A baby is like an access-all-areas pass in Italy and I walked boldly to the front, just to check that we weren’t in a queue for a wake or something. The young lady was writing things down in what looked like a register and I could see the word ‘potatura’ which means pruning, written on her sheet, so this really was it. The reason the queue was moving so paralysingly slowly was that these old people were taking an aeon – each – to write their names and phone numbers on it. The weight given to each signature was as slow and deliberate as a judge signing someone’s death warrant. Then it occurred to me that for some of these old geezers, their name was probably the only thing they could write, a theory borne out when the breezy man who’d been and gone, came again and, with scolding words, made a spelling correction to one of the old men’s scrawlings.
When we got to the front of the queue, we realized we were in more-or-less the same illiterate boat as the rest of them. First of all we got in a muddle trying to explain that we didn’t have a phone number – one of those situations where I always say too much. Where ‘non telefono’ would probably have got the message across, instead I decided to try to explain that we were redoing our house and still waiting for a phone line to be put in; what came out was something like ‘The house, yours, is being reseeded and we are late for the string.’
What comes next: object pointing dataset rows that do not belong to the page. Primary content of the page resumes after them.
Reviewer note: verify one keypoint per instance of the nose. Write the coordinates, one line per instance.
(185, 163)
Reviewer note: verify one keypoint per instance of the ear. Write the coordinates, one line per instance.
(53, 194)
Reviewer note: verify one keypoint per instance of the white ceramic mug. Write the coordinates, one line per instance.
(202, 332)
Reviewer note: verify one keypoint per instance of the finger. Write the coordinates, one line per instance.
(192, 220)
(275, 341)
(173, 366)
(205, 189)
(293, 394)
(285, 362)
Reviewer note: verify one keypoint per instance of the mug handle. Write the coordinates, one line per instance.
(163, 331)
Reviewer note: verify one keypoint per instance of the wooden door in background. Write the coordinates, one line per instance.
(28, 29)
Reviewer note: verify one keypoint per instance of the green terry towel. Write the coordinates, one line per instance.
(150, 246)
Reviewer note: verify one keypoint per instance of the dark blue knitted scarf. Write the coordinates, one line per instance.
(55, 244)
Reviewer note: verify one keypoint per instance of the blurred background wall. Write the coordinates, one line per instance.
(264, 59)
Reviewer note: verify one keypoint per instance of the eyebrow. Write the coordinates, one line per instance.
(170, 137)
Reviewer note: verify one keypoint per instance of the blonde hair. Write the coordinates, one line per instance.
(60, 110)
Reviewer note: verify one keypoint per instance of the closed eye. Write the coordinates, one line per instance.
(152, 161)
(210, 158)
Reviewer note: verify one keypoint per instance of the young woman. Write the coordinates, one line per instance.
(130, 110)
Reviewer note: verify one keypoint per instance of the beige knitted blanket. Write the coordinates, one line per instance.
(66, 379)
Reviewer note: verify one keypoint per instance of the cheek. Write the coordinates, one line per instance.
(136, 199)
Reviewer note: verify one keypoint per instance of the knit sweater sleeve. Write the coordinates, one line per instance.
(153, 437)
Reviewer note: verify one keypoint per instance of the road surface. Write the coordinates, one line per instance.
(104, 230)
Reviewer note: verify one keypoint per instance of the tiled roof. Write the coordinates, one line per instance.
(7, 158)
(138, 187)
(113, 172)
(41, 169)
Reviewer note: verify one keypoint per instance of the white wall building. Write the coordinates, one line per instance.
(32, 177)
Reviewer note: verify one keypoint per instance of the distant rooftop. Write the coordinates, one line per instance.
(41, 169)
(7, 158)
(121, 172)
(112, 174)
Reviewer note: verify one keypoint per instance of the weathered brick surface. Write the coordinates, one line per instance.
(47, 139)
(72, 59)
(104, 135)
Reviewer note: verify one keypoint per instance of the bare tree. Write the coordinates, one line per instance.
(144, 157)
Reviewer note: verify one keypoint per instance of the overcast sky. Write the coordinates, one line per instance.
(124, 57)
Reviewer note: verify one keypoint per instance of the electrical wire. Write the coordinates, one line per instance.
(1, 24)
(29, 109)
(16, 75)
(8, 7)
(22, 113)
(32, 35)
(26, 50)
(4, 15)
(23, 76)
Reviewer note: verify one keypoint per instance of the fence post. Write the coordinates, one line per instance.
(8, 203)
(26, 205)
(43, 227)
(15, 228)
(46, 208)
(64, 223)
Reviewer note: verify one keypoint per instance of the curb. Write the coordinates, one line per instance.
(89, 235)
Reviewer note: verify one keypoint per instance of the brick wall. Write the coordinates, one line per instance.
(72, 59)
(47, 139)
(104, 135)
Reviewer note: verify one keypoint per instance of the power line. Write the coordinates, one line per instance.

Then we got in a pickle about where to put our first names and where our surnames, and also whether we needed to put Rosie down (London habits making us think that this list might also serve as a checklist should the place be bombed). In the end I put Cathy where I should have put Rogers and Jason where I should have put Gibb – with everything leftover going in the column for first names. The result was that for that evening and for the duration of the course, Jason would be known as ‘oceantelfordgibb’ and I as ‘androsierogers’.